Сходные идеи могут помочь разрешить грандиозные споры о допустимости абортов, которые сотрясали Америку в конце семидесятых годов, — дискуссии, отмеченные крайним накалом страстей и нежеланием услышать хоть какие-то доводы своих противников. Одна крайняя точка зрения состояла в том, что всякая женщина обладает данным ей от рождения правом «управлять собственным телом», которое подразумевает, как заявляли сторонники этой концепции, в том числе и право умертвить плод по причинам, включающим психологическое нежелание или экономическую невозможность растить ребенка. На другом полюсе дискуссии было существование «права на жизнь», убеждения, что уничтожение даже зиготы, то есть оплодотворенной яйцеклетки, до первого деления, происходящего внутри клетки при эмбриональном развитии, является убийством, поскольку у зиготы есть «потенциальные возможности» превратиться в человека. Я отдаю себе отчет в том, что в споре, столь заостренном эмоционально, никакое из предлагаемых решений не удостоится аплодисментов сторонников ни того, ни другого из двух крайних, противоположных точек зрения и что порой голова и сердце приводят нас к различным выводам. Тем не менее, основываясь на некоторых идеях, высказанных в предыдущих главах этой книги, я хотел бы предложить вниманию читателей хотя бы попытку найти разумный компромисс.

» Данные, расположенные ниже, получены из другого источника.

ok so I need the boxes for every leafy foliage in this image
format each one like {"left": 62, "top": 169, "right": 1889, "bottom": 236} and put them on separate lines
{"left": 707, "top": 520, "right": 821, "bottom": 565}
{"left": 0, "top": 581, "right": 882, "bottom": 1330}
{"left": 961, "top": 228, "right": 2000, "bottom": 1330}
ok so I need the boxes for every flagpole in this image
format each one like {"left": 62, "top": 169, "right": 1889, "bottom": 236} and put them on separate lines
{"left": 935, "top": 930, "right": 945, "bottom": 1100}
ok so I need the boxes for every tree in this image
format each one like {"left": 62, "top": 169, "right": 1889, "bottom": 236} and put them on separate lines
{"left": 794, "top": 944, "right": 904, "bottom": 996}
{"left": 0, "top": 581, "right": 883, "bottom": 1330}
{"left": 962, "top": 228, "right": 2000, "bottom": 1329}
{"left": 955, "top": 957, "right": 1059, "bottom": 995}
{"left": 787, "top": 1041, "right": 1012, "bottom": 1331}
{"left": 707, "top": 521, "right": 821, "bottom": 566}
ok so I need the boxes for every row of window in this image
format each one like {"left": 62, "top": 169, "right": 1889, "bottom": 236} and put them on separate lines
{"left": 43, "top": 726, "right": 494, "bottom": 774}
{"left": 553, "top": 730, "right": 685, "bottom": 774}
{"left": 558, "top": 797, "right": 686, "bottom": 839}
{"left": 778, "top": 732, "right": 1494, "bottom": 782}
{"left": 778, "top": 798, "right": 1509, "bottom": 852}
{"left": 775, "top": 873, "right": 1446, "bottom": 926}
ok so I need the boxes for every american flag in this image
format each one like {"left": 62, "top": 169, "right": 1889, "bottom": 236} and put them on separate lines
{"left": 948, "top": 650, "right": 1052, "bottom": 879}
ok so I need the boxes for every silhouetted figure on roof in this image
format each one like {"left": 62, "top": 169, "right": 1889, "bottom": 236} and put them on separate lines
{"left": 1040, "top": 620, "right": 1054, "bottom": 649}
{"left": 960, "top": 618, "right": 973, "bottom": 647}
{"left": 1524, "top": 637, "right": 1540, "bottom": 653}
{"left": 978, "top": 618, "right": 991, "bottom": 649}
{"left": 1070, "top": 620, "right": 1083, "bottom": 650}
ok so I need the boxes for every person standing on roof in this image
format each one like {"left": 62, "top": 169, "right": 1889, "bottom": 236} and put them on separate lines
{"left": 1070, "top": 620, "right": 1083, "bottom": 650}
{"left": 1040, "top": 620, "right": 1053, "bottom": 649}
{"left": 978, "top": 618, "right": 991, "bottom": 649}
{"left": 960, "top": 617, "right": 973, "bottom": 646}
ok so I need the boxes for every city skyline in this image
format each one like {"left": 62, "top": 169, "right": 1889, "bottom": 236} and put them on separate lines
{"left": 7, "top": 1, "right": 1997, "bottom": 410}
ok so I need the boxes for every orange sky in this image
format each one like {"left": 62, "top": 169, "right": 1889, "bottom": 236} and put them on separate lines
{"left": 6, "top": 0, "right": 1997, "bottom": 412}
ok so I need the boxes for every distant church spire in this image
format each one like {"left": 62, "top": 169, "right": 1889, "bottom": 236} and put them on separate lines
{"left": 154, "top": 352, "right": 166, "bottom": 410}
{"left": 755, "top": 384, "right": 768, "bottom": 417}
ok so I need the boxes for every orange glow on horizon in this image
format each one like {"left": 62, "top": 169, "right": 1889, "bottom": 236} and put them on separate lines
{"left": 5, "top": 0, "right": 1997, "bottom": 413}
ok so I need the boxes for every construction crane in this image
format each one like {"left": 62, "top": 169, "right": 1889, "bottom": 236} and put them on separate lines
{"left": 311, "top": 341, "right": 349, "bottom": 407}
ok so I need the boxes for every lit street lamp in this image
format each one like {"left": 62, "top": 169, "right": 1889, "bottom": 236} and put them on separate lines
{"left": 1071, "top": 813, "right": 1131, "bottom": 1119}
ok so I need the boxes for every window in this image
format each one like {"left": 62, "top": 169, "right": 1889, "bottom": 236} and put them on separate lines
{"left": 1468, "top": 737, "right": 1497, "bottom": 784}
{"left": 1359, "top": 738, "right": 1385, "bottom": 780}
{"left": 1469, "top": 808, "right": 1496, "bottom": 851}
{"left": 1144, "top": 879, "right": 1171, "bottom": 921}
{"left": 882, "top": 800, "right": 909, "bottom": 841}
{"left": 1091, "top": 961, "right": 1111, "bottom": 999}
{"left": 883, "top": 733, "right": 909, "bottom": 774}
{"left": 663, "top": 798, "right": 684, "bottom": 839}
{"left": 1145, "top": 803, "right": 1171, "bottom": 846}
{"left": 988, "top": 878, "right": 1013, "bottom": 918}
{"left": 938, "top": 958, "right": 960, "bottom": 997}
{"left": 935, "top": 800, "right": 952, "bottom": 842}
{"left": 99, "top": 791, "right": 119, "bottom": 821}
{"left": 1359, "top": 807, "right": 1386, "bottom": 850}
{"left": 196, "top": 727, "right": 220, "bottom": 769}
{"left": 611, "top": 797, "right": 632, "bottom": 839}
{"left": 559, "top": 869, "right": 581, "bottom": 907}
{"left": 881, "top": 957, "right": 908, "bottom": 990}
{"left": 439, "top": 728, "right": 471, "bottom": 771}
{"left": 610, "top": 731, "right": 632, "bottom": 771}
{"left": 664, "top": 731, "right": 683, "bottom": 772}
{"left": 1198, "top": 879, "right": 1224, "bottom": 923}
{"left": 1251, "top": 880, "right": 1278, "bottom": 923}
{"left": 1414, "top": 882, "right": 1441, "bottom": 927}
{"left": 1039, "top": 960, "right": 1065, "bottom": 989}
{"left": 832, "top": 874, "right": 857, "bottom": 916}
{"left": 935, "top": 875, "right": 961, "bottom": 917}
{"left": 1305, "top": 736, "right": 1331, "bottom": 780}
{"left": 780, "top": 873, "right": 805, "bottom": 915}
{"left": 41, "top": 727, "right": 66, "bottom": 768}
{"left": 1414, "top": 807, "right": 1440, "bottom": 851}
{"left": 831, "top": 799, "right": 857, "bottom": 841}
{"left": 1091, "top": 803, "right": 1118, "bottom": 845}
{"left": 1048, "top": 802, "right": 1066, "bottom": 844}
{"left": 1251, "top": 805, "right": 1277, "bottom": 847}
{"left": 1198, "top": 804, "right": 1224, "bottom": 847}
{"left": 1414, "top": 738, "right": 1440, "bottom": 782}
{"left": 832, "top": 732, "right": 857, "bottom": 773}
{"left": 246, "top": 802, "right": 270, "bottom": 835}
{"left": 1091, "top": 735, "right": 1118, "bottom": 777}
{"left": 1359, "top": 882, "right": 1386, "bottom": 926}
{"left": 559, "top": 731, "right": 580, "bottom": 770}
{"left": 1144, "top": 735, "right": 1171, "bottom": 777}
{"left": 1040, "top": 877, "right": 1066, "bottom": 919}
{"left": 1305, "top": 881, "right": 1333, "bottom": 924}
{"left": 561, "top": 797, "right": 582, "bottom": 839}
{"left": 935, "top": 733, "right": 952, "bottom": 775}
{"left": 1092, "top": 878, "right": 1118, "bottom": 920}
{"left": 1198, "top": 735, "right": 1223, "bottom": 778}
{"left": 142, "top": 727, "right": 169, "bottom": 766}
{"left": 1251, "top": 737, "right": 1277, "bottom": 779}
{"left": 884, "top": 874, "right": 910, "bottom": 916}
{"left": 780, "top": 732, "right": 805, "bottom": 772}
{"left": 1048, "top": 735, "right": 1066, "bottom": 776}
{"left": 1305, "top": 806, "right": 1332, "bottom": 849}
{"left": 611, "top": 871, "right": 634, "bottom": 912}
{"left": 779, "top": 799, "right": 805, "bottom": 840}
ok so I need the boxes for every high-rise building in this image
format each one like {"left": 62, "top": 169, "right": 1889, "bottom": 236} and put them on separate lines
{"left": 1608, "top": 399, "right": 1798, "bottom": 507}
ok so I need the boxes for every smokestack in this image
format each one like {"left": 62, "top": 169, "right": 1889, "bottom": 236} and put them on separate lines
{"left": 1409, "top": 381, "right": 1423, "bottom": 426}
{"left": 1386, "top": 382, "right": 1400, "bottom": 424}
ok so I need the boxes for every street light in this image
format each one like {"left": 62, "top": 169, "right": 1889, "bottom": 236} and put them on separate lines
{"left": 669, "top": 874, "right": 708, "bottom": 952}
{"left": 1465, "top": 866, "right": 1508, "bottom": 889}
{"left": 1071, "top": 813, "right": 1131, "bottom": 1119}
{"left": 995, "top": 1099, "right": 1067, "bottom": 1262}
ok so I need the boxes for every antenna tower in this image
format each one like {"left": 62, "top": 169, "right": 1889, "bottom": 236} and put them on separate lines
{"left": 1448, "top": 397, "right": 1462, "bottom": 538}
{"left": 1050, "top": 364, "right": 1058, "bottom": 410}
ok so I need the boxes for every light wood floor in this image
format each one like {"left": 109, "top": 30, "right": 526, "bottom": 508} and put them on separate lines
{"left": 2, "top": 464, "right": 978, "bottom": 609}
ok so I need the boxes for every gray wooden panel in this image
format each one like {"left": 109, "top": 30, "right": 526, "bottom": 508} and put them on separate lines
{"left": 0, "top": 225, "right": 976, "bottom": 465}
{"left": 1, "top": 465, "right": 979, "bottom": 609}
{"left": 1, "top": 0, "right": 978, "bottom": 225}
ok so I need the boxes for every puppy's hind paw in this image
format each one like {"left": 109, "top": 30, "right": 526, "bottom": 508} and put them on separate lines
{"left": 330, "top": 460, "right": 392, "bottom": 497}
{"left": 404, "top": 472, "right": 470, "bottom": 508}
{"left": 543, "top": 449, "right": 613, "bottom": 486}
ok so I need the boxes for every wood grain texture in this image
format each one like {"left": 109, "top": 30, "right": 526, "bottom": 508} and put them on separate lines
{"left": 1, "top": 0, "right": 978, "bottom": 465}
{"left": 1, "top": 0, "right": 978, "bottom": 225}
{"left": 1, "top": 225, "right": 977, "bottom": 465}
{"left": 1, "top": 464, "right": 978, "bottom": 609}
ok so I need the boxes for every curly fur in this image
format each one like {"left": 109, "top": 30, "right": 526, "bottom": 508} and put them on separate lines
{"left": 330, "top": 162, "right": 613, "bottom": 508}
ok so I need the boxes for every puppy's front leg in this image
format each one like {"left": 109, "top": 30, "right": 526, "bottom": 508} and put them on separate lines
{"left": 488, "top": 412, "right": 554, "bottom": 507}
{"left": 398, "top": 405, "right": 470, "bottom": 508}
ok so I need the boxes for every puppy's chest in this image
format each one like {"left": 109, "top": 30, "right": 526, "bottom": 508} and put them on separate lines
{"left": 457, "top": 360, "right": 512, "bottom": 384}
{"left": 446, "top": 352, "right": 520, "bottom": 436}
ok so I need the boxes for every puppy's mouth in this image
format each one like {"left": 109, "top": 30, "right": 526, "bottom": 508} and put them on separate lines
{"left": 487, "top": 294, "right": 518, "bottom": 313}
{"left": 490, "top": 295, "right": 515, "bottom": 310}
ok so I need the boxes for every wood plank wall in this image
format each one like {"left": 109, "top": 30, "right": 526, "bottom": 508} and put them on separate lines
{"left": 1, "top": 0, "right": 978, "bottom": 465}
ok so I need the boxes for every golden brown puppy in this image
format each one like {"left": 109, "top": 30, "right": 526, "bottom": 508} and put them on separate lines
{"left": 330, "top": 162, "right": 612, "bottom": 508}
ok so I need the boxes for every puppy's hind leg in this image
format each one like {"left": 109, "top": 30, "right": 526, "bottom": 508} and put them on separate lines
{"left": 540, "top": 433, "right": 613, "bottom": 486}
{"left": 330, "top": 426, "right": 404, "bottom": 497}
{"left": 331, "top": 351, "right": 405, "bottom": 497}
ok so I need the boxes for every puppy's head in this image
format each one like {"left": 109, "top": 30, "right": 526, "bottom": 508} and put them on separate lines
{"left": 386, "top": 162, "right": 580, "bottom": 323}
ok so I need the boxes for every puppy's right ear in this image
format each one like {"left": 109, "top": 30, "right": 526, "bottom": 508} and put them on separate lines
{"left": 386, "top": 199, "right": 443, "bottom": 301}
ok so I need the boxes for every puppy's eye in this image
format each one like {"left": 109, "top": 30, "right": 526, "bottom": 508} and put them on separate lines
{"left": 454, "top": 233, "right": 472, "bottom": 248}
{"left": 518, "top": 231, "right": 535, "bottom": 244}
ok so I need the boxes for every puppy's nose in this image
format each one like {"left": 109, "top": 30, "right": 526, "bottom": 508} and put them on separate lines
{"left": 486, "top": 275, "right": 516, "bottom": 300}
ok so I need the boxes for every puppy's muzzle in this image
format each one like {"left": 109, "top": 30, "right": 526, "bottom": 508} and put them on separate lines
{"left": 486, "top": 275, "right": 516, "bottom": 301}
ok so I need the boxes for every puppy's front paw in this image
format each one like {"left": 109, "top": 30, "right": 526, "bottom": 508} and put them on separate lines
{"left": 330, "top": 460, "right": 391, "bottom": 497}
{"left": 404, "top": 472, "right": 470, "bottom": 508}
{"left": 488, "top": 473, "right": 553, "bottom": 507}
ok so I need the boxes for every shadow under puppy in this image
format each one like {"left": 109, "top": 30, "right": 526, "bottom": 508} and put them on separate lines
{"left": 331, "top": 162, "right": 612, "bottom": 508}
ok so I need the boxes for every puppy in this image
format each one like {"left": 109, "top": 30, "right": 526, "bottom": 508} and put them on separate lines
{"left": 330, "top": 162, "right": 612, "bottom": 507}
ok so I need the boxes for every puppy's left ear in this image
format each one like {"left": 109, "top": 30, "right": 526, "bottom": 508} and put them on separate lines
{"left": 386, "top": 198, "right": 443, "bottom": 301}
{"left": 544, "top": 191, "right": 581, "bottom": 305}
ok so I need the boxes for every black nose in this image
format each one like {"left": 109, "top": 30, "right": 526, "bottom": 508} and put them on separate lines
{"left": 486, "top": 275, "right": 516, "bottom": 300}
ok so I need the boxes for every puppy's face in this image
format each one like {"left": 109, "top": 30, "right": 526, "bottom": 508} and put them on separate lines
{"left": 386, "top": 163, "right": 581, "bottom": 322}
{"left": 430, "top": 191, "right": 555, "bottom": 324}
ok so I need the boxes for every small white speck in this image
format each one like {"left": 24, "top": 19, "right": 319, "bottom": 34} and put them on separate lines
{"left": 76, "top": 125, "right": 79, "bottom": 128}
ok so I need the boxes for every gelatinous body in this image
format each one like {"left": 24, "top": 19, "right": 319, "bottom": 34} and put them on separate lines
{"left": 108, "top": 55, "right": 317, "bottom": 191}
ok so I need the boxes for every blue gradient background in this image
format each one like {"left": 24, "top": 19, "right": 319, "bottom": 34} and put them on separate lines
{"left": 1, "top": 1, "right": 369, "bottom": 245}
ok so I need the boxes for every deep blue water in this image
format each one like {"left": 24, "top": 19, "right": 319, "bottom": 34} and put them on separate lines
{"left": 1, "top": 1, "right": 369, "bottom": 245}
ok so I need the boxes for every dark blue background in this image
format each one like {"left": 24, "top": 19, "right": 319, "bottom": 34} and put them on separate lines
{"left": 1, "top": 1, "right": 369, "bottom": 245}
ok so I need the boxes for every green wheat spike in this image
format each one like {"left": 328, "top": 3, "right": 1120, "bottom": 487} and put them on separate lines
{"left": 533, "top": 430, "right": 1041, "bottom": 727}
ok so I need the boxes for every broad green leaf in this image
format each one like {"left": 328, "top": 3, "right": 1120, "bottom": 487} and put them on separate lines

Не может быть двух мнений по поводу того, что, узаконив аборты, мы тем самым избавляемся от трагедии подпольных абортов, выполненных некомпетентными в данном вопросе людьми, а также в том, что широко доступные, проводимые специалистами аборты могут сыграть важную социальную роль в тех цивилизованных обществах, само существование которых омрачает призрак неуправляемого роста населения. Однако инфантицид — уничтожение детей -решил бы все проблемы, и он широко использовался многими человеческими сообществами, включая частично и классическую цивилизацию Древней Греции, которую обычно считают культурной колыбелью нашей нынешней цивилизации. Он широко применяется и сегодня: есть много мест в нашем мире, где каждый четвертый новорожденный не доживает до года. В то же время по нашим законам и морали инфантицид, вне всякого сомнения, есть убийство. Ребенок, преждевременно появившийся на свет на седьмом месяце беременности, ни по одному из существенных признаков не отличается от ребенка, находящегося в утробе матери на седьмом месяце беременности. Отсюда должно, на мой взгляд, следовать, что аборт, во всяком случае в последней трети беременности, весьма близок к убийству. Возражение, что плод в это время еще не дышит, представляется сомнительным: разве допустимо совершать детоубийство после рождения ребенка, но до того, как его пуповина еще не перерезана, или до того, как он впервые набрал в легкие воздух? Точно так же, если я психологически не готов жить вместе с незнакомым мне человеком — например, в армейской казарме или студенческом общежитии, — то это не дает мне права убить его, а мое раздражение по поводу того, как используются иной раз мои деньги, полученные в виде налогов, не доходит до того, чтобы я вознамерился уничтожить тех, кто эти налоги собирает. К подобным дебатам часто примешивается вопрос о гражданских правах. Почему, спрашивают иногда, убеждения других людей в данном вопросе должны иметь для меня какое-то значение? Но те, кто лично не поддерживает общепринятое запрещение убийства, должны тем не менее, будучи членами общества, подчиняться принятым в нем уголовным законам.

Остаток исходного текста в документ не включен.